DAS (Direct Attached Storage) - storage not physically in a host, but connected directly to just it (via SAS, SCSI, Fibre Channel, eSATA or such), May easily be faster than networking.

NAS (Network Attached Storage) - Storage attached via a (local area) network. Can refer to simple file sharing (SMB, NFS and such), to specific applicances.

SAN (Storage Area Network) - similar to NAS, but more specifically geared to be a centralized, dedicated storage service for a network of computers. (More of a service, while NAS is more of an appliance). SAN implementations often refer to larger-scale consolidated things.

iSCSI - effectively one implementation of NAS (and arguably SAN), with the largest difference being that it looks like a block device rather than a remote share.

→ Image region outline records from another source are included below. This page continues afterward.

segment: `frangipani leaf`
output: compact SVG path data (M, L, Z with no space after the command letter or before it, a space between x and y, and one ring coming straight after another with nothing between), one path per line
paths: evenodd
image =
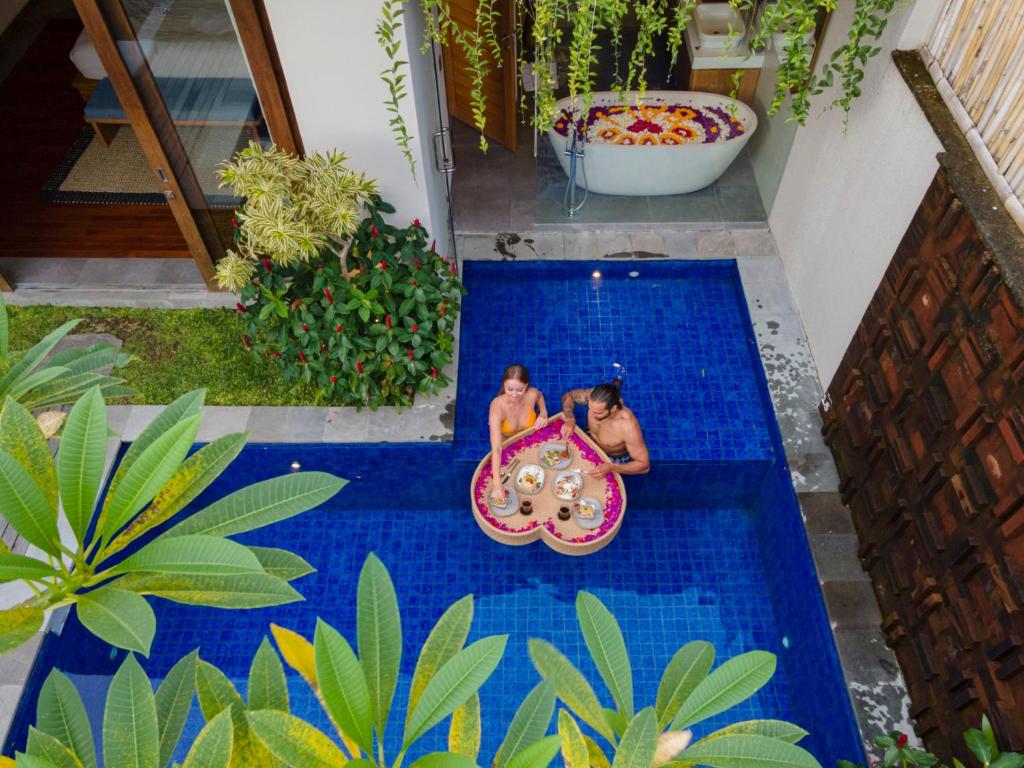
M558 711L558 736L561 738L565 768L590 768L590 753L583 731L565 710Z
M545 640L530 638L528 647L534 667L541 677L555 684L557 696L575 713L577 717L606 739L614 742L615 738L604 717L601 702L597 700L597 694L583 673L555 646Z
M150 678L131 653L111 681L103 710L103 765L154 768L160 759L157 705Z
M796 744L755 734L734 734L699 741L670 763L712 768L821 768L814 757Z
M355 632L378 733L387 727L401 663L401 617L387 568L371 553L359 571ZM459 701L458 703L462 703ZM458 703L456 706L458 706ZM409 728L406 728L408 735ZM406 739L408 743L408 738Z
M46 733L29 726L29 740L26 752L37 758L48 760L57 768L85 768L75 753Z
M648 707L630 721L611 768L651 768L657 750L657 716Z
M76 607L79 621L100 640L150 655L157 616L144 597L116 586L103 586L79 595Z
M301 557L287 549L249 547L249 551L256 555L264 572L278 577L278 579L284 579L286 582L291 582L316 570Z
M466 644L472 623L473 596L466 595L449 606L430 631L420 650L416 670L413 672L413 682L409 689L409 708L406 712L407 727L430 678Z
M752 650L730 658L693 689L672 721L682 730L753 696L775 674L775 654Z
M227 768L231 762L231 713L221 712L199 732L182 768Z
M234 461L245 442L245 434L224 435L185 459L171 479L164 483L153 503L111 542L104 555L110 557L120 552L142 534L184 509Z
M32 476L56 516L57 475L43 431L17 400L8 397L0 409L0 451Z
M75 753L85 768L96 768L96 746L85 705L59 670L50 671L39 691L36 727Z
M715 646L703 640L686 643L675 652L657 686L654 710L657 712L659 728L667 727L673 721L683 701L708 677L714 663Z
M302 599L288 582L266 573L164 575L128 573L116 584L140 595L215 608L264 608Z
M589 592L577 595L577 617L601 679L608 687L618 712L633 717L633 672L618 622L604 603Z
M555 712L555 684L542 680L519 705L502 745L495 756L495 768L505 768L512 757L548 732Z
M112 573L142 571L168 575L230 575L262 573L263 566L248 547L215 536L160 537L111 569Z
M196 663L199 651L182 656L157 688L157 727L160 733L160 765L167 765L185 727L196 696Z
M452 724L449 726L449 752L475 763L480 755L482 735L480 694L474 693L466 703L452 713Z
M326 472L295 472L272 477L218 499L182 520L168 535L233 536L261 528L319 506L346 482Z
M560 749L558 736L545 736L514 755L507 768L547 768Z
M93 387L71 410L57 452L60 504L79 544L92 520L105 457L106 404Z
M57 574L56 568L28 555L0 552L0 584L18 580L41 582Z
M288 680L281 657L265 637L249 667L249 709L288 712Z
M477 640L445 662L427 683L402 741L408 746L475 693L505 654L507 635Z
M23 539L51 555L58 555L56 512L42 489L16 459L0 451L0 509Z
M324 706L343 733L365 753L374 751L374 713L367 680L351 646L331 625L319 620L313 636L316 682Z
M303 768L338 768L344 753L322 730L286 712L248 712L249 725L274 757Z

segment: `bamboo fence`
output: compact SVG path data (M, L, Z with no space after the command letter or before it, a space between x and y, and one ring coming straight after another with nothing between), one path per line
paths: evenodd
M1007 211L1024 229L1024 0L947 0L923 52Z

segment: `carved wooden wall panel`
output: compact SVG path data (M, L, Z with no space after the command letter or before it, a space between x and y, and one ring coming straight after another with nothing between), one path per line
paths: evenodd
M966 759L961 733L985 712L1024 749L1024 311L943 171L828 394L919 733Z

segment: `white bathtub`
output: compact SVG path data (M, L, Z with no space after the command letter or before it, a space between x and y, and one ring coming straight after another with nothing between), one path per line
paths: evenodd
M558 109L567 110L570 100L558 101ZM636 93L627 93L626 100L612 91L594 94L593 106L635 104ZM577 186L599 195L682 195L702 189L725 173L739 151L758 127L758 117L746 104L700 91L647 91L642 104L691 104L696 108L734 109L735 118L744 127L743 133L712 143L672 145L623 145L588 142L581 167L577 162ZM571 132L570 132L571 135ZM565 175L569 173L569 158L565 148L569 137L552 127L548 131L551 145ZM586 173L584 173L586 172Z

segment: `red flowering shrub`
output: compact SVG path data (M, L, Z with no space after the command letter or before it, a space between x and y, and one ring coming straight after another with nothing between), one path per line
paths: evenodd
M346 406L410 406L451 380L453 330L465 289L415 221L398 228L375 197L344 268L333 254L284 266L263 260L242 290L244 343L286 381L312 382Z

  • S.M.A.R.T.: Self-Monitoring Analysis and Report Technology, meant to monitor drive health and warn about imminent failure.
(Compliance with this standard possibly seems to vary per manufacturer, and also probably somewhat per drive design)(verify)
see also Computer data storage - Reading SMART reports


  • Command queueing refers to planning an order of read and/or write commands order so that head position and rotational position are taken into account.
In the best case a series of operations finishes faster, in the worst case it makes no difference and the overhead (fairly little for NCQ, while for TCQ it depends somewhat on the implementation/technology) makes things a little slower. The practical value of command queueing depends largely on the average and worst case influence.
TCQ: Tagged Command Queueing: Done by the driver (verify)
NCQ: Native Command Queueing: Done by the drive (SATA feature, optional?(verify)).